Autoroute or not?

I think the placing of the parts is your biggest problem.

Look at U6 and the U13, U14, and U15.

U6 has multiple connections to U13, but those connections have to cross all the connections to U11 and U12 to get there.

U14 and U15 are similar - all the connections to them have to cross connections to other ICs to get to U6.

You've placed your parts in a nice, neat, numerical order. That makes it easy to find the parts on the board, but makes the routing more complicated.

  • Ignore the part designators.
  • Place your parts strictly by function and minimizing cross overs in the rats nest.
  • Place any connector that has to physically be in a particular place first.
  • Move components connected to the connectors to minimize crossings in the rats nest.
  • Place the rest of the parts so as to minimize crossings in the rats nest.

I think your circuit can be managed on a double sided board, but you're going to have to be more flexible in where you place the parts.

Mmmpf. I didn't actually answer your question.

Don't bother with the autorouter. As most folks, I've tried them and found that I can route my boards faster and better by hand.

Autorouters might work alright if you have time to tune the parameters for best performance. That will take a lot of time and patience.

About the only time that would make sense is if you are doing large multi layer PCBs with thousands of nodes where you will expect a lot of changes. Manually re-routing that kind of thing would be a lot of work, so tuning the autorouter would be worthwhile.

Additional suggestions:

Look at your schematic.

  • Try drawing the schematic somewhat like your PCB layout, and group the multiplexers by function and IC.

  • Try to minimize crossovers in the schematic by grouping which signals go through which ICs and which multiplexers.

  • The simpler it is to draw the schematic, the easier it will be to lay out the PCB.
  • Draw your circuit using wires for all connections rather than using signal flags.
  • Your goal is a simple, readable schematic with (nearly) all connections as wires and very few crossed connections. That will translate into a PCB layout with fewer crossed connections.
  • Keep crosstalk in mind since you are working with audio.
  • You'll want to use separate multiplexer ICs for certain signals to reduce crosstalk between channels. You'll have to keep that in mind while simplifying the circuit.

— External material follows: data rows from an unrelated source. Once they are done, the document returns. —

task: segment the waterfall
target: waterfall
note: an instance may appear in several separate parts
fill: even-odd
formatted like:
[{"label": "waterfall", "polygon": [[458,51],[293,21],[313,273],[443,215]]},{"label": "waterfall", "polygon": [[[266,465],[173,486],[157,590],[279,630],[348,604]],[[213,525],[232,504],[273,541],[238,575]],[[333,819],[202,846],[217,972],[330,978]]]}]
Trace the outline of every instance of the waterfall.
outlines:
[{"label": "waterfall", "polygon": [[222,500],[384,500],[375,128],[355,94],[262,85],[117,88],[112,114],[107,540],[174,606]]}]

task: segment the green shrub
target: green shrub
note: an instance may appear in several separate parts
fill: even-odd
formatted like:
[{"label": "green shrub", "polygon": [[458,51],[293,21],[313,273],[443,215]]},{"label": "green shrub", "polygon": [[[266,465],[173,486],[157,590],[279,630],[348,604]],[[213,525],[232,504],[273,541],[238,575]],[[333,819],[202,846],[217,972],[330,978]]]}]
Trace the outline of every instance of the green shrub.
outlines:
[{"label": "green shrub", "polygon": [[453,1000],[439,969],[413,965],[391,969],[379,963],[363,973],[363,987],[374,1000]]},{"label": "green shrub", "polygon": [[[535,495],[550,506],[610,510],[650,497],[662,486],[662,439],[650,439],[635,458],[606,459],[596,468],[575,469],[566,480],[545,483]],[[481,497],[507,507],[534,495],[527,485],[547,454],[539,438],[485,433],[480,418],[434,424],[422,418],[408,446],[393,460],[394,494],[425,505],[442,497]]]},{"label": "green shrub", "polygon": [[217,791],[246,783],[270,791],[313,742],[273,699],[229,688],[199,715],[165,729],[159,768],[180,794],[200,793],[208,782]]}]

If you have a two layer board, and dedicate one to ground, then it's unlikely you can route everything on the other layer.

With a board this complex, you need a policy. Simply dropping wires here and there is not going to work. I notice it's mostly DIL ICs, which means it's not an RF board. So while you still need a competent ground, you do not need a ground plane.

Choose a gridded ground. Lay out a series of ground tracks East-West on one layer, and North-South on the other layer. Connect them into a grid with vias, preferrably at the ground pins of the ICs.

Now place your other tracks. Follow the same orientation on each layer, via through when you change direction, and you will always have a systematic method for getting from A to B, without topologically blocking any other connection. You may still run into crowding problems, which means you need to backtrack and change your placements.

This two layer EW/NS routing is called 'Manhattan Routing'.

Most/some? autorouters have an option for you to restrict tracks on certain layers, so you may be able to set up yours to follow this orientation pattern. However, working with a Manhattan layout means that manual routing is quite straightforward.

I would not recommend leaving the ground until last, and then 'filling the empty areas with copper, using vias to bridge connections between isolated polygons'. The board is so busy that you will miss something, and there is no guarantee that you can actually get ground connectivity at all. Better to start with a complete ground grid (easy to place and check), and then place a track at a time (easy to place and check).

While a two layer board is probably appropriate here, when doing one off designs the cost to go from 2 to 4 layers is often less than shipping. If your goal was to have a dedicated ground plane, and you don't want to spend a lot of time routing efficiently, using a 4 layer board would allow you to have a dedicated ground plane while greatly simplifying routing.

Things are a little up in the air right now due to corona virus, but I just punched in a 4 layer 100x100 mm board into a cheap prototyping service and it came back less than $30. I used to spend hours trying to fit parts onto 2 layers to save on 4 layer boards when they were hundreds of dollars extra, but costs have come down so far it's often not worth the time.